Calais: police have attacked 73%

Submitted by Matthew on 9 March, 2016 - 1:23 Author: Phil Grimm and Gemma Short

Research by the charity Help Refugees and the Refugee Rights Data project has revealed the shocking extent of the police brutality, racist attacks and poor living conditions faced by migrants at a the Calais “Jungle” camp.

According to the research, three-quarters of refugees in the “Jungle” camp near the French port have been the victim of violence at the hands of police. The charity also says it believes nearly half of the Calais’s refugees have also suffered violence directed at them by citizens, mostly carried out by far-right groups.

The survey, which interviewed 800 inhabitants of the camp, is published as the French police have continue to violently dismantle a large part of the southern section of the camp. It represents the largest independent data collection project carried out in Calais so far. Perhaps unsurprisingly given the living standards at the camp, a majority of those interviewed were experiencing health problems, many of them related to the unsanitary conditions in which they are forced to live. 73% of inhabitants had suffered some sort of violence at the hands of the police, ranging from tear gassing to physical assault. There were also smaller but significant reports of sexual violence.
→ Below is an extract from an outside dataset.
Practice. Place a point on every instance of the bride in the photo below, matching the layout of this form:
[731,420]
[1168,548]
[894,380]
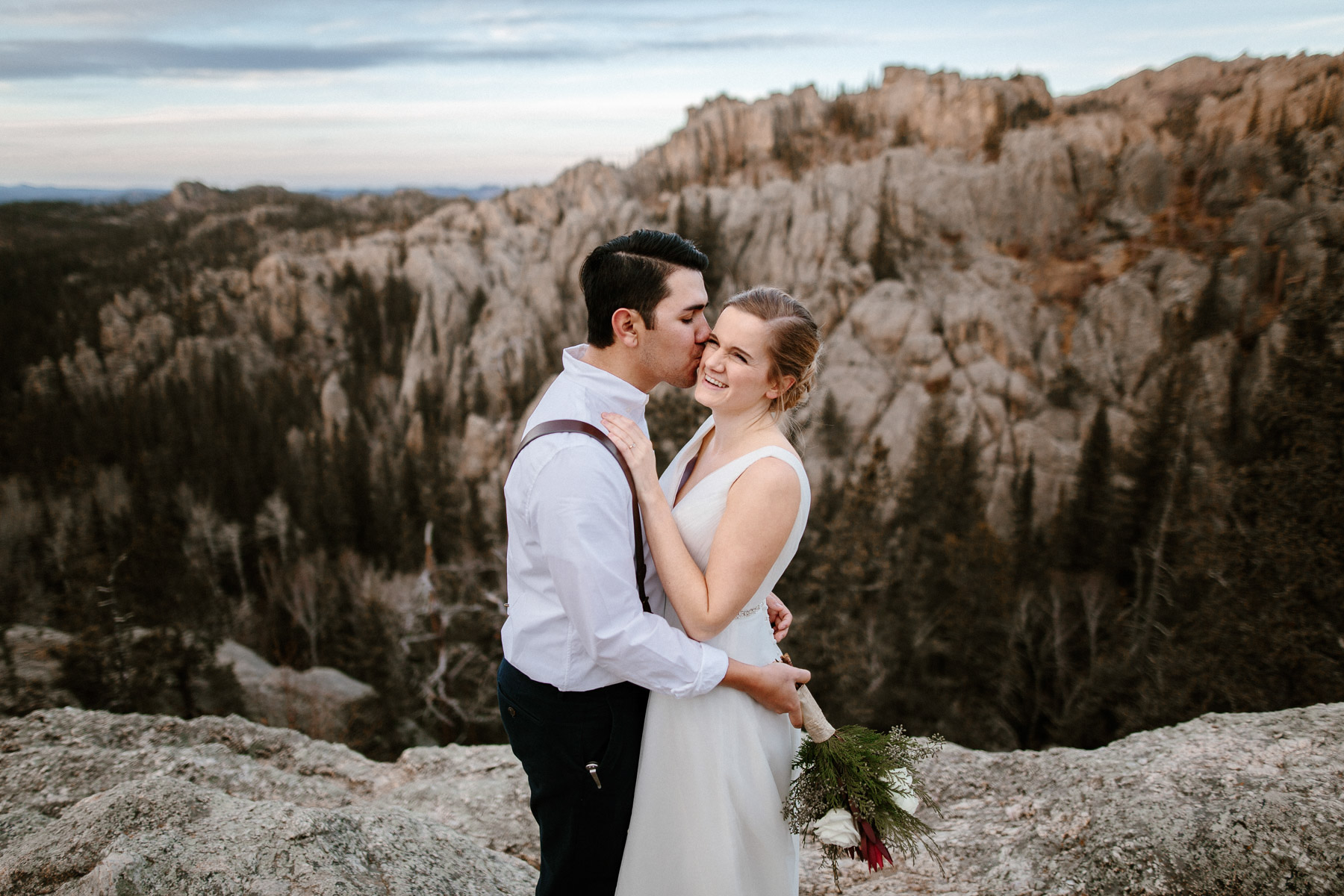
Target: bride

Around 40% had suffered physical violence at the hands of civilian French citizens. Much of this was connected to the mobilisation of far-right organisations near the vicinity of the camp. Nationalist anti-migrant rallies have repeatedly taken place in Calais, despite officially being banned by the local authorities. Arrests at these rallies have revealed that some far-right demonstrators are carrying weapons. At one demonstration organised by the anti-Muslim organisation Pegida, the former head of the French Foreign Legion, Christian Piquemal, was arrested.
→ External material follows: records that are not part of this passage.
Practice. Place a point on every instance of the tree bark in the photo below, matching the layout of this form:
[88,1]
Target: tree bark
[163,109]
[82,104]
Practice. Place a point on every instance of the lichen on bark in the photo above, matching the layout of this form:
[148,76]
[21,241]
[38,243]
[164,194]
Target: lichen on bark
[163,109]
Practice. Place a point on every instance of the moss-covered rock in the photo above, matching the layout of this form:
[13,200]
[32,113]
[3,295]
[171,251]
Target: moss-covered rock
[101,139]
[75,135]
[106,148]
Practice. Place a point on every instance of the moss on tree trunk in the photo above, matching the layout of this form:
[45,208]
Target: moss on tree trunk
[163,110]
In the event that the camp is dismantled, a big majority of the refugees interviewed said they would stay in Calais. The big majority of them are trying to get to Britain, citing their hopes of being re-united with family and friends, as well as the fact they have English language skills but not French. In a sign of desperation, 3% reported considering suicide if they were unable to get to Britain.

Two organisers of the survery, Lliana Bird and Josephine Naughton, gave the following statement to the press: “We remain deeply concerned for the physical and mental wellbeing of the refugees in Calais, in particular the 423 unaccompanied children, and believe that the French and British governments’ continued failure to provide residents with any clear information regarding their rights and options only serves to add to their trauma.”
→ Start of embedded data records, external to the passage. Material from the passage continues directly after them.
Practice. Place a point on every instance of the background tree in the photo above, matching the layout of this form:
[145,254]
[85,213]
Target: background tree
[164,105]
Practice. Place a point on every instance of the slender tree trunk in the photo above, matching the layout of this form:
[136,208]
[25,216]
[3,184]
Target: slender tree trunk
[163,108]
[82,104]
Meanwhile in Britain, a small demonstration against the police demolition was organised at short notice outside the Institut Francais in London. Socialists in Britain must agitate for the government to allow the people stranded in Calais into the UK, and more broadly, for a Europe of open borders and an end to the persecution of migrants.

EU leaders do deal to deport migrants to Turkey

EU leaders have made a deal with Turkey for the ″large scale and rapid″ deportation to Turkey of migrants currently in Greece.

Since the closing of the Greek-Macedonian border there has been a buildup of about 30,000 migrants in Greece, with a further 100,000 expected by the end of March. Macedonia is allowing only Iraqi and Syrian refugees through its border, and then only if they are from a city ″considered to be at war″, meaning refugees from Aleppo may be let through but those from Damascus or Baghdad may not.

All this remains entirely at the discretion of Macedonian border police as many refugees are not carrying identification. However instead of demanding that Macedonia reopens its border to avoid refugees being trapped in one of the poorest countries in Europe, EU leaders are doing a deal with Turkey for them to accept migrants deported from Greece in return for aid and maybe progress towards Turkey’s entry into the EU.

There are fears that refugees sent to Turkey would be deported to Syria, and that particularly Kurdish refugees would not be safe in Turkey. The EU′s already inadequate relocation scheme has relocated just a few hundred migrants to other areas of Europe, despite the 160,000 target. The focus now seems to be shifting to ″containing″ the crisis in Greece, avoiding new routes northwards opening up and relocating or, more likely, deporting migrants to Turkey.